En la noche la constelación presenciamos,
pero el día entero tu sola presencia brilla desde temprano.
En primavera floreces de alegría,
lo noto en tu expresión.
Irradias calor incluso en invierno derritiendo cualquier versión del día.
Querida, saliste desde la isla Themysira. Ninguna perfección imaginable
se acerca a tu esencia inquebrantable.
Cuando estás cerca mi sentido nervioso se alivia.
Desaparecen en alrededor las malicias.
Quitándome la máscara te confieso.
Te siento sin importar la distancia y el tiempo
Quiero beber tu infinita luz,
con mucha ternura lo pienso.
Y llevarte al sur
a una aventura estando por debajo con puro cielo azul.
Tener correspondencia primero que nada.
Cortemos juntos los pensamientos estereotipados con una espada.
Nuestra alma se encuentra anclada,
Majestuosa dama.
Rezo porque tu seas la protagonista de mi trama.
¿Sabes algo? El amor va más allá de concretarlo en la cama.
Es necesario demostrarlo en cada respiro.

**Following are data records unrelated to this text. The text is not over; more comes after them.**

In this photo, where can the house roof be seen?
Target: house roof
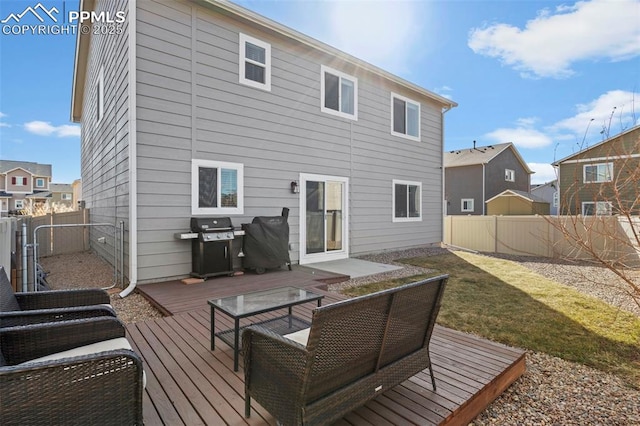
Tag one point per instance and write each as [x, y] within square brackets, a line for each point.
[480, 155]
[553, 183]
[35, 169]
[229, 8]
[60, 187]
[522, 194]
[582, 151]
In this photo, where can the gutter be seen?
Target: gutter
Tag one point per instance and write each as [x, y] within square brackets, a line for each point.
[133, 152]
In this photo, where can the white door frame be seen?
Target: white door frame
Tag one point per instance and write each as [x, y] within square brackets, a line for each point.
[325, 256]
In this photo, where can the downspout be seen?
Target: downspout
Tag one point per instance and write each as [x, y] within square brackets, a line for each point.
[133, 161]
[444, 201]
[484, 171]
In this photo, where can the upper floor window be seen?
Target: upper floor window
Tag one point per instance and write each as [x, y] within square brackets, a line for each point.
[255, 62]
[466, 205]
[596, 208]
[407, 201]
[405, 117]
[339, 93]
[509, 175]
[100, 96]
[217, 187]
[18, 181]
[598, 173]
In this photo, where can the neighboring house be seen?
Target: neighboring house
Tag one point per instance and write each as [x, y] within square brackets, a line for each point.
[204, 108]
[475, 175]
[549, 193]
[23, 185]
[62, 195]
[513, 202]
[591, 178]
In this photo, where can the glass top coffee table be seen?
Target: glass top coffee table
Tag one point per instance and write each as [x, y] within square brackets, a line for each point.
[258, 302]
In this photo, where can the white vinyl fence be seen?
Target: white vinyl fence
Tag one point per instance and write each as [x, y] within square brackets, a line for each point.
[612, 237]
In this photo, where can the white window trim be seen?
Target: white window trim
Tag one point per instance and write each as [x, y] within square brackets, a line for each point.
[242, 59]
[407, 100]
[100, 95]
[324, 69]
[509, 175]
[584, 172]
[395, 182]
[468, 201]
[195, 165]
[595, 204]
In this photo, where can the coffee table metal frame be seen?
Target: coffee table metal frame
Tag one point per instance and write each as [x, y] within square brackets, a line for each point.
[245, 305]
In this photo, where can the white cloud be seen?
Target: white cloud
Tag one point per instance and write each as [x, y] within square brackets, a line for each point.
[362, 29]
[549, 44]
[523, 135]
[44, 128]
[612, 112]
[544, 172]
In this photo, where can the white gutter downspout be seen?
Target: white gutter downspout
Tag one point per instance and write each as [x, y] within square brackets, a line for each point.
[484, 195]
[133, 160]
[444, 201]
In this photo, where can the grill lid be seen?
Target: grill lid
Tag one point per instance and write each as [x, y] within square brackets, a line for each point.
[210, 224]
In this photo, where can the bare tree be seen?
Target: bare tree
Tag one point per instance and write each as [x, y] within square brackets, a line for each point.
[599, 207]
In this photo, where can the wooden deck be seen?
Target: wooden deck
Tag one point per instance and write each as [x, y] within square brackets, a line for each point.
[188, 384]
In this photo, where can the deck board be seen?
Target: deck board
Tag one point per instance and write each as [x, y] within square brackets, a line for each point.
[188, 384]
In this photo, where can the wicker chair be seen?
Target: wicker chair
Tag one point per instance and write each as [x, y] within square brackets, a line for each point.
[50, 306]
[356, 349]
[103, 387]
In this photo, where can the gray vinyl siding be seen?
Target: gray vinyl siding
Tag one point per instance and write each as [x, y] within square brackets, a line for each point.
[495, 173]
[105, 146]
[464, 182]
[191, 105]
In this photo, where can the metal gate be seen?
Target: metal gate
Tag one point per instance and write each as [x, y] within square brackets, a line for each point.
[105, 239]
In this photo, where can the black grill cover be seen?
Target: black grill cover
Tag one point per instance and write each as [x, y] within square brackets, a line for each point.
[266, 242]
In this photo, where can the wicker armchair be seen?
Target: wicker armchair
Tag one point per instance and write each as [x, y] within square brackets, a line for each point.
[356, 349]
[97, 388]
[50, 306]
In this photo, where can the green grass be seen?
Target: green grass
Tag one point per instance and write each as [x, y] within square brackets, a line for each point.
[508, 303]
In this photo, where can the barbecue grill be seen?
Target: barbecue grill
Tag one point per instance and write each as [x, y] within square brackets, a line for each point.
[211, 251]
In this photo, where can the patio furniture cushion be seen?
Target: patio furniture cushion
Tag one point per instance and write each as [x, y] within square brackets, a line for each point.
[356, 349]
[301, 336]
[103, 388]
[50, 306]
[93, 348]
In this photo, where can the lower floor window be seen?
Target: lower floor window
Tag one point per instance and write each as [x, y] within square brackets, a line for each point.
[596, 208]
[217, 187]
[407, 201]
[467, 205]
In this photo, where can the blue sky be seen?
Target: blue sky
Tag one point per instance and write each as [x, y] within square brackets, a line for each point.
[549, 76]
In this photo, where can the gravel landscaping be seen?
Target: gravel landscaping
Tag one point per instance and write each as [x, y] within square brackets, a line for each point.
[551, 392]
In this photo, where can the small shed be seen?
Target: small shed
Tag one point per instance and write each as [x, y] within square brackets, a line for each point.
[512, 202]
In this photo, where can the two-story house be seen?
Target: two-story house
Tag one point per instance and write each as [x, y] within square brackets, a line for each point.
[475, 175]
[548, 192]
[23, 184]
[205, 108]
[602, 179]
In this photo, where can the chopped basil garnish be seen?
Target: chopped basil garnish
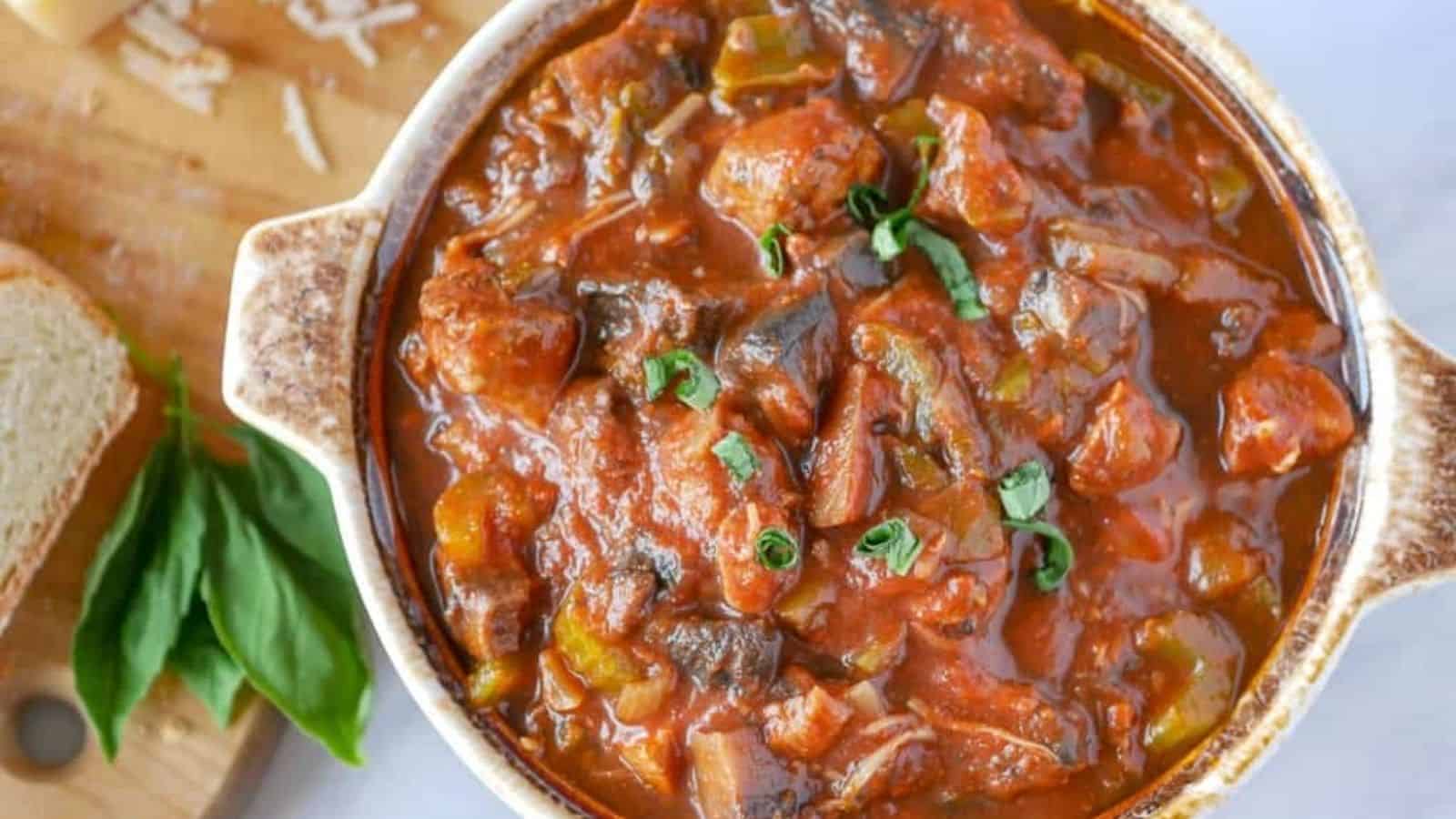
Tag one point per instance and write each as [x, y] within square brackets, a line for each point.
[1026, 490]
[950, 266]
[893, 541]
[866, 205]
[895, 232]
[771, 249]
[737, 455]
[778, 550]
[1056, 557]
[925, 146]
[698, 389]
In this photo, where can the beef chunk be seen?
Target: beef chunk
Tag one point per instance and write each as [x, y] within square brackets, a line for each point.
[972, 178]
[1127, 443]
[805, 726]
[746, 583]
[986, 760]
[1279, 413]
[783, 358]
[885, 46]
[935, 407]
[737, 777]
[1092, 324]
[1107, 254]
[602, 458]
[630, 319]
[487, 614]
[793, 167]
[619, 599]
[994, 58]
[594, 76]
[695, 491]
[848, 477]
[621, 84]
[484, 523]
[1302, 331]
[735, 654]
[511, 351]
[846, 258]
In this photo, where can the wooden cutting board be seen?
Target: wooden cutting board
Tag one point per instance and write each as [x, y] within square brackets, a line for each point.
[143, 203]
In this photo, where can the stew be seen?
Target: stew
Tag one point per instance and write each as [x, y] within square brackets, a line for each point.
[861, 407]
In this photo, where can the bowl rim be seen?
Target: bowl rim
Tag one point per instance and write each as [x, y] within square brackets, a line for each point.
[1271, 700]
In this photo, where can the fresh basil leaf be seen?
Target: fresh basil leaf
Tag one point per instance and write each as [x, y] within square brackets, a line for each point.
[737, 455]
[925, 146]
[1057, 555]
[106, 680]
[296, 501]
[893, 541]
[204, 665]
[140, 588]
[776, 550]
[1026, 490]
[699, 387]
[950, 266]
[890, 238]
[771, 248]
[866, 205]
[278, 612]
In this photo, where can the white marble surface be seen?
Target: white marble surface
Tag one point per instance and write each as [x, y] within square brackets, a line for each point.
[1370, 80]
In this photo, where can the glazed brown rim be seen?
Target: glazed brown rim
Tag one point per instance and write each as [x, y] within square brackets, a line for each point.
[1280, 175]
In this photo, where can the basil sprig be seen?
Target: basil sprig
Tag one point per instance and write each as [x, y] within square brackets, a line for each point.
[223, 571]
[737, 455]
[1026, 490]
[776, 550]
[1024, 493]
[699, 387]
[1056, 559]
[893, 541]
[895, 232]
[771, 248]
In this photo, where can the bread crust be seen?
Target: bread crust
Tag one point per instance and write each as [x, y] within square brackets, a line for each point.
[21, 567]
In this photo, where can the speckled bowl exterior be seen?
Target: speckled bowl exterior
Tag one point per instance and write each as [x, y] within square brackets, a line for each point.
[306, 298]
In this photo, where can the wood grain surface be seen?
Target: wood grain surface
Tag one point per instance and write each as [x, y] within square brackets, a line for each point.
[143, 203]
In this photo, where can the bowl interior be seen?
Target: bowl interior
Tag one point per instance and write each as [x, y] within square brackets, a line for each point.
[492, 73]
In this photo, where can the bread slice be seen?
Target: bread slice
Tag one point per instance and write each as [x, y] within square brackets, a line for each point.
[66, 389]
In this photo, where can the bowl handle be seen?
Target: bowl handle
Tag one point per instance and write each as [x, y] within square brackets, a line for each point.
[1419, 538]
[293, 322]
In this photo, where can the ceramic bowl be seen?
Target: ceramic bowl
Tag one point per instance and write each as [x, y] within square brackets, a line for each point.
[306, 303]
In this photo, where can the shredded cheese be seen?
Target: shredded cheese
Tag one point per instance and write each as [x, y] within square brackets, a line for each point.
[177, 9]
[349, 22]
[160, 31]
[296, 124]
[157, 73]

De haberte encontrado ángel mia fui testigo.
La integridad espiritual que contienes
es inusual.
Sueles evitar decidir lo que sólo a vos te conviene,
consideras ser consciente en dejar el ego atrás y sobre eso siendo puntal.
Sería capaz de rimarte hasta la eternidad, presagio que tendremos prosperidad.
Ambos no estamos yuxtapuestos.
En realidad estamos unidos a un lazo sagrado, vamos en buen puerto.
Te juro estar cuando necesites consuelo.
Mezclaré la base armónica léxica tónica sabor persica y enriquecerte con el compuesto convertido a pócima.